The Samaritan cop assassin guy (whatever his name is) felt like a throwaway character that went nowhere. A few episodes ago he goes to a hospital and gets a virus that is supposed to be used to "thin out the herd"... and that storyline just ends. They give him his own flashback to try to make him a bigger part of the show, but everything involving him felt a bit like the writers trying to find a way to end the arc at the last moment. I'm not sure what I'm supposed to feel when Shaw kills him, particularly when you have the Machine with Root's voice tell Shaw now to kill him while they were in the subway car.
This is a stupid nitpick that probably only bothered me, but I laughed at the blind devotion of the Samaritan agents. It reminded me of the dumb Uncharted moments where Drake is in the middle of an exploding building and rather than run away, all the brain dead AI enemies continue to shoot at Drake regardless of their own lives. Now maybe they had no idea a cruise missile was coming to blow them all up, and maybe they're supposed to be "ISIS-like" in their devotion to the cause so they don't care if they die, but it was just one of those things that felt silly to me. It didn't help that the actual sequence felt like a video game as well, because if you play any shooter, you have played the "sit here and defend the computer while it uploads" sequence at least once in your life (if you play The Division, then you've played it hundreds of times).

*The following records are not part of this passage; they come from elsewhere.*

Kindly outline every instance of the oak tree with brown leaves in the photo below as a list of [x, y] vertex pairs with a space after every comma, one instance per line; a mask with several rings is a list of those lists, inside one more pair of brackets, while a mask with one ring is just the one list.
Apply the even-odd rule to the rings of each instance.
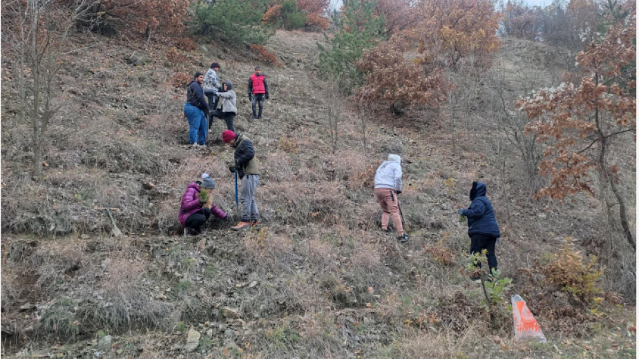
[[364, 50], [357, 66], [364, 74], [366, 86], [357, 97], [370, 104], [372, 109], [385, 108], [396, 115], [419, 106], [438, 108], [449, 90], [443, 71], [426, 72], [423, 66], [406, 59], [399, 44], [385, 41]]
[[624, 133], [636, 133], [636, 79], [634, 69], [629, 70], [636, 59], [636, 9], [631, 3], [626, 19], [578, 55], [585, 74], [580, 84], [542, 89], [517, 106], [533, 120], [527, 130], [548, 144], [539, 173], [550, 176], [551, 183], [537, 197], [560, 200], [578, 192], [594, 194], [589, 177], [591, 170], [596, 170], [617, 200], [624, 235], [635, 249], [626, 202], [617, 186], [618, 167], [610, 155]]

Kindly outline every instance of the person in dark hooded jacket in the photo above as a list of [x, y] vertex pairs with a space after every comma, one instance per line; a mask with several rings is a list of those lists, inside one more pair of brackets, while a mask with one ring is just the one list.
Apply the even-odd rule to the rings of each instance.
[[207, 142], [207, 113], [209, 105], [202, 91], [204, 74], [195, 72], [187, 89], [184, 116], [189, 121], [189, 143], [193, 147], [204, 147]]
[[[493, 204], [486, 196], [486, 184], [481, 182], [473, 182], [470, 189], [470, 206], [466, 209], [459, 209], [457, 213], [468, 219], [468, 236], [470, 237], [470, 254], [481, 253], [486, 249], [486, 256], [488, 261], [490, 274], [493, 269], [497, 269], [497, 255], [495, 254], [495, 244], [501, 237], [499, 227], [495, 217]], [[481, 267], [481, 263], [477, 267]], [[479, 275], [475, 275], [471, 279], [479, 279]]]
[[237, 95], [233, 90], [233, 84], [228, 81], [222, 84], [222, 92], [216, 91], [216, 96], [222, 99], [219, 109], [211, 110], [209, 115], [209, 129], [213, 125], [213, 117], [219, 117], [227, 123], [227, 129], [235, 132], [233, 122], [238, 114]]

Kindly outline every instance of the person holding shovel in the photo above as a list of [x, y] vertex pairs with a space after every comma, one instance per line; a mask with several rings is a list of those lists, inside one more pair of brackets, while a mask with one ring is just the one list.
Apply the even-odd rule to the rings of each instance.
[[[460, 208], [457, 213], [468, 219], [468, 237], [470, 237], [470, 254], [481, 253], [486, 249], [486, 256], [490, 270], [489, 279], [492, 278], [493, 271], [497, 269], [497, 255], [495, 254], [495, 244], [501, 237], [499, 226], [495, 217], [493, 204], [486, 196], [486, 184], [481, 182], [473, 182], [470, 188], [470, 206], [466, 209]], [[481, 263], [477, 263], [477, 268], [481, 267]], [[479, 280], [479, 274], [470, 277], [473, 280]]]
[[[202, 226], [211, 214], [225, 221], [231, 220], [230, 215], [218, 208], [212, 200], [212, 192], [216, 182], [208, 173], [202, 175], [202, 181], [195, 181], [187, 187], [182, 196], [182, 204], [178, 219], [184, 229], [184, 235], [198, 235]], [[207, 193], [204, 193], [205, 190]]]
[[247, 229], [256, 226], [260, 213], [255, 202], [255, 191], [260, 183], [260, 161], [255, 157], [255, 148], [251, 139], [244, 135], [236, 135], [227, 130], [222, 133], [225, 144], [235, 148], [235, 165], [229, 167], [231, 173], [236, 173], [242, 180], [242, 218], [233, 231]]
[[388, 231], [388, 222], [392, 217], [393, 225], [397, 231], [397, 240], [403, 243], [409, 237], [404, 233], [399, 213], [399, 198], [401, 193], [401, 157], [391, 153], [388, 159], [377, 168], [375, 173], [375, 197], [383, 211], [381, 229]]

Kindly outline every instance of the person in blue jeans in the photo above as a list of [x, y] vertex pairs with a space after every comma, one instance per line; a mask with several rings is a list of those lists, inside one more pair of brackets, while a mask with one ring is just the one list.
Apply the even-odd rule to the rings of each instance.
[[[492, 278], [493, 271], [497, 269], [497, 255], [495, 254], [495, 244], [501, 237], [499, 226], [495, 217], [493, 204], [486, 196], [486, 184], [481, 182], [473, 182], [470, 188], [470, 206], [466, 209], [459, 209], [457, 213], [468, 219], [468, 236], [470, 237], [470, 254], [481, 253], [486, 249], [486, 256], [488, 261]], [[481, 263], [475, 264], [478, 268]], [[479, 280], [479, 275], [473, 274], [470, 279]]]
[[189, 120], [189, 144], [194, 148], [205, 147], [209, 113], [209, 105], [202, 90], [204, 74], [195, 72], [187, 89], [187, 102], [184, 104], [184, 116]]

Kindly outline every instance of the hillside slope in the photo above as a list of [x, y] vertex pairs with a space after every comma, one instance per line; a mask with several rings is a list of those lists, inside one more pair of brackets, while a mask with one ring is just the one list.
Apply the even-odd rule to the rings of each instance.
[[[521, 159], [500, 151], [506, 141], [498, 141], [503, 134], [486, 110], [495, 99], [481, 90], [455, 130], [428, 113], [362, 118], [345, 101], [334, 151], [327, 106], [339, 99], [314, 71], [315, 43], [323, 39], [283, 31], [271, 39], [284, 66], [261, 64], [271, 89], [261, 121], [249, 121], [246, 80], [258, 62], [245, 49], [95, 45], [66, 64], [66, 106], [50, 127], [38, 182], [28, 173], [30, 128], [12, 104], [13, 64], [3, 59], [3, 354], [636, 356], [631, 303], [609, 293], [591, 308], [549, 289], [535, 271], [566, 237], [596, 242], [601, 232], [593, 219], [602, 215], [601, 204], [533, 200]], [[555, 66], [547, 50], [506, 39], [495, 68], [508, 93], [553, 81], [544, 77]], [[180, 198], [202, 172], [216, 181], [216, 204], [237, 210], [222, 124], [215, 124], [207, 150], [187, 148], [184, 88], [170, 85], [218, 60], [221, 79], [238, 94], [236, 127], [254, 140], [261, 162], [261, 224], [238, 233], [212, 221], [204, 235], [184, 237]], [[538, 82], [509, 75], [517, 73]], [[633, 144], [627, 144], [620, 148], [627, 153], [625, 182], [635, 163]], [[401, 245], [379, 230], [372, 190], [374, 171], [391, 151], [403, 159], [402, 210], [412, 238]], [[481, 287], [464, 271], [468, 239], [455, 211], [468, 204], [477, 178], [488, 186], [502, 227], [499, 266], [513, 279], [492, 319], [481, 307]], [[103, 207], [118, 208], [124, 237], [110, 235], [106, 214], [95, 209]], [[515, 293], [527, 300], [548, 343], [512, 340], [506, 302]], [[189, 348], [189, 336], [196, 347]]]

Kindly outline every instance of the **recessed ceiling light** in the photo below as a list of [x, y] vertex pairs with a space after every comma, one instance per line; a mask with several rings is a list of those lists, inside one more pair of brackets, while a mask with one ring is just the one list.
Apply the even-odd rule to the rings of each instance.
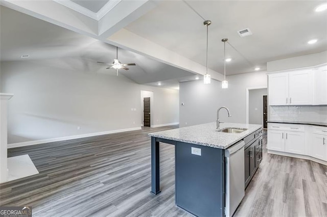
[[314, 44], [317, 42], [318, 40], [317, 39], [312, 39], [308, 42], [308, 43], [309, 44]]
[[323, 4], [316, 8], [315, 11], [316, 12], [320, 12], [320, 11], [325, 11], [326, 10], [327, 10], [327, 4]]

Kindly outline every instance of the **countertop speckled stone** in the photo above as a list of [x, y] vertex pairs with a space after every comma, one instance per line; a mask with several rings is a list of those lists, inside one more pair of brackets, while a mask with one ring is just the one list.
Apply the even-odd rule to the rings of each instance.
[[262, 127], [259, 124], [233, 123], [220, 124], [220, 129], [226, 127], [246, 128], [240, 133], [230, 133], [216, 131], [216, 122], [170, 129], [149, 133], [149, 135], [167, 140], [183, 142], [204, 146], [225, 149], [247, 135]]

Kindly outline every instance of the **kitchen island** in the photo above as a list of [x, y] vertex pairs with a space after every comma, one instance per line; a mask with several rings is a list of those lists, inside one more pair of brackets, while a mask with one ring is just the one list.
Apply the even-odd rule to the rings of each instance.
[[[216, 124], [209, 123], [149, 134], [151, 137], [151, 192], [155, 195], [160, 192], [159, 143], [174, 145], [176, 204], [197, 216], [225, 215], [225, 151], [242, 140], [254, 141], [262, 127], [256, 124], [221, 124], [220, 130], [241, 129], [238, 133], [228, 133], [216, 131]], [[254, 152], [253, 149], [252, 155]], [[244, 172], [244, 168], [240, 169]], [[244, 174], [243, 172], [241, 179]], [[244, 179], [241, 181], [244, 183]], [[245, 185], [243, 187], [244, 189]]]

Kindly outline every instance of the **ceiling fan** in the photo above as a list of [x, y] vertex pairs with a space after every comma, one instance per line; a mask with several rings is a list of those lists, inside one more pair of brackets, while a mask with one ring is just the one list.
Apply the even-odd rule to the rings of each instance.
[[128, 70], [129, 69], [125, 67], [126, 66], [136, 66], [135, 63], [122, 63], [118, 60], [118, 47], [116, 47], [116, 59], [113, 59], [112, 63], [103, 63], [102, 62], [97, 62], [98, 63], [102, 63], [104, 64], [109, 65], [111, 66], [106, 68], [107, 69], [115, 69], [117, 71], [117, 76], [118, 76], [118, 69], [124, 69], [125, 70]]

As for the ending itself, I'm... also not sure. The Machine can't beat Samaritan. It's something they keep bringing up... but she says that she can win because now there are actual stakes involved. In a way, it felt a bit anime, where the hero learns about the power of love and is suddenly able to overcome overwhelming odds in order to defeat the villain. I guess I'm fine with that? I'm not sure what I would have liked to see. Maybe a final confrontation between Root and the boy that represented Samaritan as they debated about what to do with humanity? I don't know.
I think generally I'm positive on the ending, but for me, I can't shake the feeling that it could have had a bigger impact for me.